Update: All of the decrypted files have a filesize except 000. It seems I have 700 out of 800 meg.

And it’s always the expected file size? (decrypted = encrypted - 128)

They say “100.00 MiB” when I get info, the last one is under 100 MiB, but close. The backup was expected to be 800 meg and change, and I have 675 meg in the other files. I did do “compress backup” too.

Update: For clarity, I mean that yes, the .00x files WITHOUT .enc have the same file sizes except for the first one at 0 bytes and the last at just under 100 MiB.

Update hit the max reply count: All say 104857600 except for the first and last. Last is 78088616. @rustybird just looping you in on the update here.
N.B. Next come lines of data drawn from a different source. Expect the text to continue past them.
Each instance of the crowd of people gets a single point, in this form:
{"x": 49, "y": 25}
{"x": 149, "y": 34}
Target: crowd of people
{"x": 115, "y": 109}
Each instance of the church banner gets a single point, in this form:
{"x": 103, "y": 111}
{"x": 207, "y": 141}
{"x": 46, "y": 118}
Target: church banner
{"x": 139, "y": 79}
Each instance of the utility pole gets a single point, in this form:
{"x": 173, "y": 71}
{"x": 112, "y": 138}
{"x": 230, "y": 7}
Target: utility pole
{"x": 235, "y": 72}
Update 2 because max reply count for the day: I got the gzrecover thing to work, and I got a file private.img.partial.recovered, and Ark seems to be able to do this too. I just can’t mount the private.img.partial.recovered it says “mount: /mnt/img: wrong fs type, bad option, bad superblock on /dev/loop0, missing codepage or helper program, or other error.” when I do “sudo mount -o loop private.img.partial.recovered /mnt/img”. Not sure if I missed a step. Sorry if I shouldn’t keep @rustybird at-ing you as well. I think I’ve come to terms with losing access.